I’m a mid-generation millennial. Sometimes it’s hard to know where the specific difficulty of my generation ends and the general messiness of one’s 20s begins. I’ve also been reading Sweetbitter by Stephanie Danler, a novel I picked up partly because I’m a sucker for a coming-of-age story and partly because the cover is irresistibly pink.
“Does anyone come to New York clean?” Danler’s 22-year-old heroine, Tess, asks in the novel’s setup as she moves to New York for a fresh start. As someone who also moved to New York at 22 for a fresh start, I took that sentence as a personal attack and also immediately wrote it down in my notebook so I could share it with all of you.
If you miss the quiet of museums and the bustle of restaurants and the art of people-watching and the aimless joy of wandering around your city, Sweetbitter holds all these things in its pages along with the specific precarity of being young and in New York with no idea of what you’re doing or who you’ll turn out to be.
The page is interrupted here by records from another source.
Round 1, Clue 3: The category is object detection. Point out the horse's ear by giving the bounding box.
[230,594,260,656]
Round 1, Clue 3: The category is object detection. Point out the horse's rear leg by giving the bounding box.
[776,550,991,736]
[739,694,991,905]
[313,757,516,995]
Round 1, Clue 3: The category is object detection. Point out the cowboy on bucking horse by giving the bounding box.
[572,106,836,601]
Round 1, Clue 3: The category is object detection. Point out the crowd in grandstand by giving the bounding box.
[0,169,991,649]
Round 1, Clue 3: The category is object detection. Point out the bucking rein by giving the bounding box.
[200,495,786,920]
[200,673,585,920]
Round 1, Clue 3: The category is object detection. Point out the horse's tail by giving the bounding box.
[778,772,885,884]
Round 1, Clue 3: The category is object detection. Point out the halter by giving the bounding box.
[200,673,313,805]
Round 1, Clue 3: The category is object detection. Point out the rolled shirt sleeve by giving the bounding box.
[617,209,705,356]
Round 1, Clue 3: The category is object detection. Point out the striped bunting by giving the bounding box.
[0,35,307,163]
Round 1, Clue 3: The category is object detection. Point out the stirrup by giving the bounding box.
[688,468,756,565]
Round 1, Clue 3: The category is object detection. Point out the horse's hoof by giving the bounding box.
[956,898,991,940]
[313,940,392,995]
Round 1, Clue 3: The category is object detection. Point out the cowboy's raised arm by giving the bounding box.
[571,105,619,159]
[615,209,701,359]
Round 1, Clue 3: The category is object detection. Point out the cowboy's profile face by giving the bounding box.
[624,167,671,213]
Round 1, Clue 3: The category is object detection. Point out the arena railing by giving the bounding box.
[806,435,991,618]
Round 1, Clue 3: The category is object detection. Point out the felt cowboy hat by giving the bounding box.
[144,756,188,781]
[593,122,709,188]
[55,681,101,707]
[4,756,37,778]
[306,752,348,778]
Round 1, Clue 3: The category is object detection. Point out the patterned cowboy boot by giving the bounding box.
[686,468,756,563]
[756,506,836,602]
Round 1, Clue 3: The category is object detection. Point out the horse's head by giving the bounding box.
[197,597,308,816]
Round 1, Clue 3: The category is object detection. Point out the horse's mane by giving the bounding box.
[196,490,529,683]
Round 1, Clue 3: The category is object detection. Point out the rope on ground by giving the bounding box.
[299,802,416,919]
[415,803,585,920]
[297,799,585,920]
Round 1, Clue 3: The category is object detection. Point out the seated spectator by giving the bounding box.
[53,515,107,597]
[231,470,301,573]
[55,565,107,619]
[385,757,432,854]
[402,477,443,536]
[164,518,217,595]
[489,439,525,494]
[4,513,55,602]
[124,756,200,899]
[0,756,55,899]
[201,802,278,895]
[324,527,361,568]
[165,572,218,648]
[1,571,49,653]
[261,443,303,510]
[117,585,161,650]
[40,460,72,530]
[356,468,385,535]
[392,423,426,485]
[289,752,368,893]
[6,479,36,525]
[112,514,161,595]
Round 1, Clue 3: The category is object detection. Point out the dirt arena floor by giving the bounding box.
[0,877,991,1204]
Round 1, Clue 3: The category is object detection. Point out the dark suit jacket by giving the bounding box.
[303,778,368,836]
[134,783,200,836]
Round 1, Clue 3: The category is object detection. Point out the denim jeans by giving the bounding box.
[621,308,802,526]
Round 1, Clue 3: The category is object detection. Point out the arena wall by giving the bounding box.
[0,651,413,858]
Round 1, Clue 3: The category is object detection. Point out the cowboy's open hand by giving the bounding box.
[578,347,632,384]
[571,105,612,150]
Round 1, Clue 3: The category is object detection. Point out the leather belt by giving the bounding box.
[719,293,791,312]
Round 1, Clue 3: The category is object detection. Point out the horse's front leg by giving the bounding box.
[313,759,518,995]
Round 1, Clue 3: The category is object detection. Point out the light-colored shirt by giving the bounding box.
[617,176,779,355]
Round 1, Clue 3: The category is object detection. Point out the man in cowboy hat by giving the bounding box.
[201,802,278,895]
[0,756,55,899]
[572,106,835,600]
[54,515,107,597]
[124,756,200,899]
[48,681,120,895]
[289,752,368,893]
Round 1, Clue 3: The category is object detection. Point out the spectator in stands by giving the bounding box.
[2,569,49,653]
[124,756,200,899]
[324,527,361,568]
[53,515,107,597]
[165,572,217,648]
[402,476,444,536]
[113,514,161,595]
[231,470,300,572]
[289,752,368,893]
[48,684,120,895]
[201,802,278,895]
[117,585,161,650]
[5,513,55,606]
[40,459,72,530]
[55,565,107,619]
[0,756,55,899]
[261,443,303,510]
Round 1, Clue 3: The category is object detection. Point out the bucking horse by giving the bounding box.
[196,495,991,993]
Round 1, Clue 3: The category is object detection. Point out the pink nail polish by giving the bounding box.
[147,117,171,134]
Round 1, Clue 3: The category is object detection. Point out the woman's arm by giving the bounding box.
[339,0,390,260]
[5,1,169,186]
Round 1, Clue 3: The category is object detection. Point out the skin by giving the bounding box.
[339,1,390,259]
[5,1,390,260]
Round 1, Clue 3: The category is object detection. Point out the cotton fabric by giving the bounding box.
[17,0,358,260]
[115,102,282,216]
I spent too much time in my 20s trying to defy that precarity by “being busy,” thinking that filling my time with the right combination of enough job applications, happy hours, networking events, free seminars, volunteer opportunities, etc. etc. would somehow kaleidoscope me into the life I wanted. But I didn’t yet know how to give myself the quiet space to first, picture what that life was to begin with, and second, to understand how to pursue it.
My younger self thought that writing wasn’t worthwhile unless I could devote a couple of hours to it at a time. But here’s the thing: I was never writing for all of those hours. I was researching, I had a TV show on in the background, I was checking Twitter or looking up something related to my to-do list, and then guiltily getting back to my Word document.
When I realized how much more effective a few focused minutes are, a new world opened up for me. I found that everyday creativity isn’t about having that imaginary unlimited time; it’s about finding those sneaky windows of time where you can get in 20 or 30 minutes of sitting with your craft and seeing what happens.
Opening the right window can be magical, whether it’s to focus on your craft of choice or something else you enjoy and struggle to find time for. I’ve been playing the piano again as a fun side hobby and somehow couldn’t find the right time to practice after the new year. I didn’t want piano to be a chore, but I also didn’t want to give it up altogether. I finally hit on practicing right after I finish work. There’s something about that specific time that lets piano be a total mental break and lets me feel as if I’m sneaking away to do something fun instead of jumping straight into housework, dinner prep, and my to-do list.
And the 20-minute rule always applies: If it’s all I can spare, 20 minutes at the keyboard trying to play the bridge of “champagne problems” is always better than zero minutes. I find myself looking forward to that almost-secret chunk of time when I’ve finished my day job work and haven’t yet stepped into my to-do list mode, when I can stumble through a song I love and try to make it slowly sound better.
We’re living in a strange time where every single one of us is experiencing some degree of precarity. I know life is demanding so much of you right now. But I hope you can look for your magic windows anyway, using at least a little of this time when the world is more still than perhaps it will ever be again in our lives to find the things that ground you. To discover the spaces that exist for an exact purpose, your own private conversation pit, if you will – except this special space you’ve cultivated is no 1970s relic or near-future illusion but something real, something you can hold onto and bring with you into the After.
I can’t wait for you to tell me all about it at the next party.